According to a 13-2 vote from the CDC's Advisory Committee on Immunization Practices (ACIP), all elderly adults--even those who have previously received the Merck vaccine--should get a Prevnar shot. And adults who have never had either pneumococcal shot should receive a dose of Prevnar followed by a dose of Pneumovax, it said.

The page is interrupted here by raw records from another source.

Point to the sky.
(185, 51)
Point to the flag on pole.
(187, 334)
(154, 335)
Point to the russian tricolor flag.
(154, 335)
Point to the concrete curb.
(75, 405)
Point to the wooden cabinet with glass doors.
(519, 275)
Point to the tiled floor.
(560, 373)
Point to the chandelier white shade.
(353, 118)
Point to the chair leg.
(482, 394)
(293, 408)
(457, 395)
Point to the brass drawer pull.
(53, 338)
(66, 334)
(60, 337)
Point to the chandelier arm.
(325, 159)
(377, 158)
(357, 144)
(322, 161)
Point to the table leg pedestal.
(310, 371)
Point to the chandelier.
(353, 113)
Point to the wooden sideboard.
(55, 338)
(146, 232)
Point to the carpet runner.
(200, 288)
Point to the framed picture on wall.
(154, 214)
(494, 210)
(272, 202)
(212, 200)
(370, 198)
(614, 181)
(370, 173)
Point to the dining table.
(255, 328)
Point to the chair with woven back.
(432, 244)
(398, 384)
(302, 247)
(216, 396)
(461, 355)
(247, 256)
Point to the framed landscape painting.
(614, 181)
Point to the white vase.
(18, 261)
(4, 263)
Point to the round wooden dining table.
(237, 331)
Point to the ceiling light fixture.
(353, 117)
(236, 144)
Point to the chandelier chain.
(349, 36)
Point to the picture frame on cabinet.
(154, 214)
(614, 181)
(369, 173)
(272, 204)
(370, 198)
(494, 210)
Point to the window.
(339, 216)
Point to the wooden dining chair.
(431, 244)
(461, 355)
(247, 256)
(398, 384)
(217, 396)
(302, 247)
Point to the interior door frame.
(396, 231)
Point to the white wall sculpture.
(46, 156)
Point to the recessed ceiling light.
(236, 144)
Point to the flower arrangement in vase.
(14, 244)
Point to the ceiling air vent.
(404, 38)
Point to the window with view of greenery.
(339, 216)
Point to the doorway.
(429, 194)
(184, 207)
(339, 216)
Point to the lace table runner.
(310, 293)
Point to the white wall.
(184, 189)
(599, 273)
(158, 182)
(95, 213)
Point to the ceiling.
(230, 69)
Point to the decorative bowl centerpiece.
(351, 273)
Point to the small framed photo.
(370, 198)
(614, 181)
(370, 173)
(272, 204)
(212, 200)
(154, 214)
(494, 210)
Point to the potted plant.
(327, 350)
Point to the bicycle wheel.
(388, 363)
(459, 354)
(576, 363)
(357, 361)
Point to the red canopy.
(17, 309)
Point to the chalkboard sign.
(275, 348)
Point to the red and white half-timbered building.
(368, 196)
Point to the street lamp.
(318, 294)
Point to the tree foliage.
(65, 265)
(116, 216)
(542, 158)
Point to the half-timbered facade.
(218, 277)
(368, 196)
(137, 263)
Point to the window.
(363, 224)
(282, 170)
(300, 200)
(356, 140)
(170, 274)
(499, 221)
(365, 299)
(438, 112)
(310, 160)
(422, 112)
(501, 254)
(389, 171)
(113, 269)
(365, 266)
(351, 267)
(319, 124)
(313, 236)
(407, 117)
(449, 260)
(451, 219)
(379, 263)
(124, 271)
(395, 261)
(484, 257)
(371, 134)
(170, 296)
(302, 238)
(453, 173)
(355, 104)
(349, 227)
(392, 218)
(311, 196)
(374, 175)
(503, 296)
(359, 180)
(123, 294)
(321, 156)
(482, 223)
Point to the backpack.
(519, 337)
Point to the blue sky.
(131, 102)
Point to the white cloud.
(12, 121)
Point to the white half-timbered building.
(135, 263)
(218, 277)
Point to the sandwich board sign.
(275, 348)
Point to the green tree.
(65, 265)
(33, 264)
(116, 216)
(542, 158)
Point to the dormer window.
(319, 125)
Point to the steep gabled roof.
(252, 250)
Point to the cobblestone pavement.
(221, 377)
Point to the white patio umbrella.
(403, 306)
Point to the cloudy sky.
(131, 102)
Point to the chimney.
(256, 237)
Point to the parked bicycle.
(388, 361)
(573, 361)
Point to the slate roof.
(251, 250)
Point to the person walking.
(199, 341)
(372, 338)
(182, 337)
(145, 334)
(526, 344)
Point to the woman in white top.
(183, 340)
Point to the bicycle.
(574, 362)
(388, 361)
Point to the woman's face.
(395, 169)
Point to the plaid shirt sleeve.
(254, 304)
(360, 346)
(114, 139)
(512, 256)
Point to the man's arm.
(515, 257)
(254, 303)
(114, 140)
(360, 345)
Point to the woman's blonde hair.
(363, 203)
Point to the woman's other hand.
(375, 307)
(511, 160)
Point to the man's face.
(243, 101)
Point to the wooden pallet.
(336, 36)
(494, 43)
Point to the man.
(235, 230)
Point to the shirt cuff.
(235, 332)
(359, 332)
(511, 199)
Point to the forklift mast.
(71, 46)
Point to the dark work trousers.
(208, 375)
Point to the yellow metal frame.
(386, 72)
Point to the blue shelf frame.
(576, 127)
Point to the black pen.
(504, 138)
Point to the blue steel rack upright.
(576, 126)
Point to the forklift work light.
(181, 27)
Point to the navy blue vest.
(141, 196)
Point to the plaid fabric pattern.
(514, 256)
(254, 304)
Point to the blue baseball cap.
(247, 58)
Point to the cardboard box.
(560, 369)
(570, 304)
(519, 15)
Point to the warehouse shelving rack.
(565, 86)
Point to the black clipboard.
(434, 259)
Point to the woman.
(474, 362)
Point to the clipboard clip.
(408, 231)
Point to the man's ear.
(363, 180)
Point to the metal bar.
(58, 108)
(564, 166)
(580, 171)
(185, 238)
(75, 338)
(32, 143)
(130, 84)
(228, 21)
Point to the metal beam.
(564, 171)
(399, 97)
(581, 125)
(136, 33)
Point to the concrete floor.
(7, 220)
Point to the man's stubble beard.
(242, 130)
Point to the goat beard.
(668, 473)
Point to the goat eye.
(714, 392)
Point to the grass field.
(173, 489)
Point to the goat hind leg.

"Estimates have placed the yearly direct and indirect costs of adult hospitalizations and outpatient cases due to pneumococcal pneumonia in the United States at nearly $5 billion," Susan Silbermann, Pfizer's vaccines president, said in a statement. "As healthcare professionals in the U.S. begin to implement this new ACIP recommendation, we believe that Prevnar 13 can now help prevent vaccine-type pneumococcal pneumonia in older adults and has the potential to provide an important public health benefit."Pfizer Vaccines President Susan Silbermann
Leerink Partners analyst Seamus Fernandez expects the Prevnar uptake to be quick, especially considering that the Centers for Medicare and Medicaid Services (CMS) will "de facto" confer coverage of Prevnar for those covered seniors receiving their first pneumococcal vaccine.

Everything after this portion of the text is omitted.